Female Mechanic Working on a Heavy Machinery

Workers who benefitted from the Labour government’s minimum wage policy change became more tolerant of high incomes and more inclined to vote Conservative.

Academics at Cardiff University used data from the British Household Panel Survey (BHPS) to compare workers' opinions and voting intentions before and after the introduction of the National Minimum Wage, which came into force in 1999.

The results, published in the journal European Economic Review, show that benefitting from the minimum wage raises the likelihood of tolerating high incomes by 11%.

The analysis also reveals that those benefitting from the national minimum wage have an increased probability of voting for the Conservative Party by 8.4%.

Dr Tommaso Reggiani, based at Cardiff Business School, said: “We wanted to find out if the minimum wage could be a policy that makes a world where many workers earn little and a few workers earn a lot more acceptable to people. Our study suggests that this is indeed the case.

“The results we find are certainly counterintuitive: despite the minimum wage being a policy aimed at reducing inequality, workers who benefit from the introduction of the minimum wage are still at the bottom of the wage distribution and could benefit from redistributive policies. Also, why change your voting preference to the Conservative Party that usually adopts more liberal policies?

“A first possible explanation for these results could be of a 'technical' nature. For example, the minimum wage may have decreased wage inequality and as a result minimum wage receptors have become more tolerant. In our analysis we try to understand if this is a possible explanation, but it is not. During the period of investigation, the introduction of the minimum wage in the UK has had quite little effect on wage inequality and even when we control for the latter factor our results continue to emerge.

“Overall, our study shows that decreasing workers' vulnerability can change low-income workers' perceptions of the workplace.

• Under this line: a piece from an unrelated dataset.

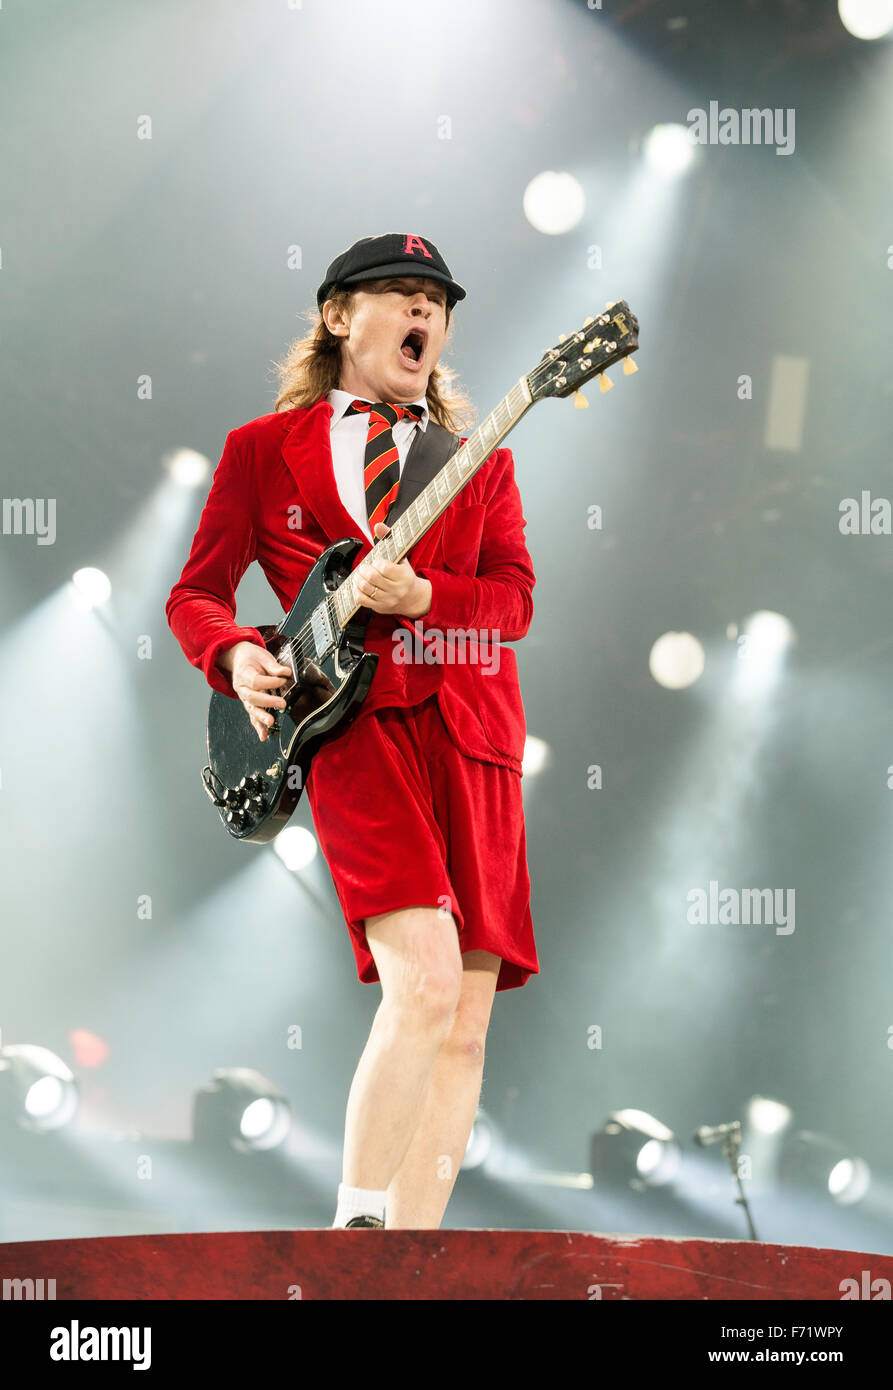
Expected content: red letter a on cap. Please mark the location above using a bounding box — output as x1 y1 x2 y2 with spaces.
403 235 432 258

Providing workers with a clear wage reference, which is considered 'fair', can alleviate concerns about possible inequalities generated by the free market.”

The introduction of the minimum wage was one of the key points of Tony Blair's election programme for the 1997 general election. Two years after the election, won by Labour, in April 1999, the minimum wage came into force in the United Kingdom. The minimum hourly wage was set at £3.60 for workers over 22, and £3 for workers aged 18-22. Today, the UK minimum wage for workers aged 23 and over is £10.42, making it one of the most generous in the world.

The British Household Survey (BHPS) is a longitudinal survey based on a representative sample of the British population. It started in 1991 and, though initially designed as an indefinite life panel, ended in 2008, when a new survey replaced it. The BHPS interviews all of the permanent members of the household face-to-face. The questionnaire collects information on economic characteristics, such as employment status, salary, number of worked hours, and on personal attitudes and opinions.